Tonight, I eat Chinese food, and all will be well.

Confidential to Nick, re: cellphone blogging: Cute, but only cute. The idea spelling “paroxysms” with only my right thumb is absurd on its face, and I have more powerful tools (namely all ten fingers, a keyboard and a good editor) at my immediate disposal pretty much all the time.That’s why I don’t end up with advertisments for personals sites at the tail end of my entries, just to pull a completely random example that’s unconnected to anything else out of the aether. Here’s the thing: you remember that line from Rounders? Well, if you’re trying to do something as simple as write a text file and you can’t figure out what the best tool for the job is in five minutes, that’s because you’re the tool.

A recent BoingBoing article introduced me to “mashups”, songs that are mixed together from the instrumental track of one tune and the vocal track of another, completely different tune.
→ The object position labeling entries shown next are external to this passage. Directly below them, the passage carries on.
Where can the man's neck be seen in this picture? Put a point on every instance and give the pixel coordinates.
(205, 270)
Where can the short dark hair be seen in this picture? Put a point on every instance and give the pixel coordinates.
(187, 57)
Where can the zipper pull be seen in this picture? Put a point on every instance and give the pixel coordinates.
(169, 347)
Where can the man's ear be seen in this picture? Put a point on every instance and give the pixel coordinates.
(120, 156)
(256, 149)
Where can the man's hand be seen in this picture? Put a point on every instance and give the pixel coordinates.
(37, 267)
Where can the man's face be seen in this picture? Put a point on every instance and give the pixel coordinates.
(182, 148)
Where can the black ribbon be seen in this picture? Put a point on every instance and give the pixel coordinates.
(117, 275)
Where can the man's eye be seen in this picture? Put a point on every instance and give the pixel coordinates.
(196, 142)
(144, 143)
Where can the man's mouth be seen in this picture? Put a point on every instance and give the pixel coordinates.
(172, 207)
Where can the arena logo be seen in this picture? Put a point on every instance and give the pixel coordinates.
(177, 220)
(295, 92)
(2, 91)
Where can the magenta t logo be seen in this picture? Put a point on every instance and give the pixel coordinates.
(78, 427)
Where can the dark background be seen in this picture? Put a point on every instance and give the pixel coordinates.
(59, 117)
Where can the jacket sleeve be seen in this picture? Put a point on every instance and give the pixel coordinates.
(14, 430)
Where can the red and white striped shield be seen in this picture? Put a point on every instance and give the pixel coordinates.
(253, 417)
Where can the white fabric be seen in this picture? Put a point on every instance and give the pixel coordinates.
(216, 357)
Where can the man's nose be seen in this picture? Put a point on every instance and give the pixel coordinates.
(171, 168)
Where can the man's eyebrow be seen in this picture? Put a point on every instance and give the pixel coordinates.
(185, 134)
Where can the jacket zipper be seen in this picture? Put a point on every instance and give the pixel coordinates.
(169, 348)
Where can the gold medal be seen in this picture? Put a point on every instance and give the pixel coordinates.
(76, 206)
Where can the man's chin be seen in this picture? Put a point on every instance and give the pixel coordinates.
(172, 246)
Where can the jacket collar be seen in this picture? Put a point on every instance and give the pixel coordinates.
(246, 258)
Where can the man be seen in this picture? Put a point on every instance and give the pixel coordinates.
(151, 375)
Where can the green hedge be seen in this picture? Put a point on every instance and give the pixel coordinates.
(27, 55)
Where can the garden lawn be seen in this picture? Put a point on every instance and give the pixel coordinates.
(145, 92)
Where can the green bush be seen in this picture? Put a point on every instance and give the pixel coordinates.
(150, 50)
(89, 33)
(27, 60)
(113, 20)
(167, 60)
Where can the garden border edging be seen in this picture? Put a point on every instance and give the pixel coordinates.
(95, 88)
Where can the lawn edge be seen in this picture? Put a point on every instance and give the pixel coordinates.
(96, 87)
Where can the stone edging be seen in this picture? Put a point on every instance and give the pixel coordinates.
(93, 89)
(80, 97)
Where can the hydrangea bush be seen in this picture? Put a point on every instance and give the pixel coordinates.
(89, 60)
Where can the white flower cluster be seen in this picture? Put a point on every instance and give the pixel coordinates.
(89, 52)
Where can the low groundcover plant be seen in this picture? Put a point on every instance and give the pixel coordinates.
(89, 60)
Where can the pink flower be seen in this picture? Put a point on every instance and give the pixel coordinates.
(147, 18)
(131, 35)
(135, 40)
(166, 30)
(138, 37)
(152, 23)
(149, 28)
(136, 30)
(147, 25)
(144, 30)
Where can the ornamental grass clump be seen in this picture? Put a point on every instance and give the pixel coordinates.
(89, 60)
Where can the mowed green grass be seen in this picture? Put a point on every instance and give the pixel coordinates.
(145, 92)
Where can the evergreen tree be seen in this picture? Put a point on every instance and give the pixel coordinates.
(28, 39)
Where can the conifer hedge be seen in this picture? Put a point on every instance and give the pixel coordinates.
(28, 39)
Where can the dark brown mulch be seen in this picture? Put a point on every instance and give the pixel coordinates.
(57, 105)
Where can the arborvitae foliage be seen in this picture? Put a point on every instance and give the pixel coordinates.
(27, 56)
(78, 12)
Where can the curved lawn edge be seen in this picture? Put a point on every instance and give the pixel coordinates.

I went looking for more, more, MORE! and because I’m a nice guy and I love you all very much, I’m going to share them with you.

In addition to Gomez Soul, Get Your Green On and the not-to-be-missed Stereo Kelly, the guys responsible for those tracks have also hidden away Cheeba Mortado and My Favorite Name on their awful flash website, worthy tracks all.

Elsewhere, via Mashmix.com, I have obtained a surprising Shaggy V. The Beatles mix that defies description. And my serious guilty pleasure in all this, Jet and Christina Aguilera, which I urge you to download, no matter what you might be thinking, because it’s all kinds of fun.

Shaggy seems to be a popular victim of this process. This realaudio bit may or may not be useful, but I have in my possession a Shaggy V. RATM mix that’s absolutely world-class, and if you’ve got an inbox that can take four megabytes of the People’s Elbow, I will pass it around.

If you know about any of more of these that I should have you must provide me with linkage immediately. The power of Mike compels you! The power of Mike compels you!

Update: In fighting-for-your-right-to-party news, you need to check this out forthwith. Furthermore, if you do not shim this and this into your cranial cavities instantly, you’ll be doing yourselves a grave disservice.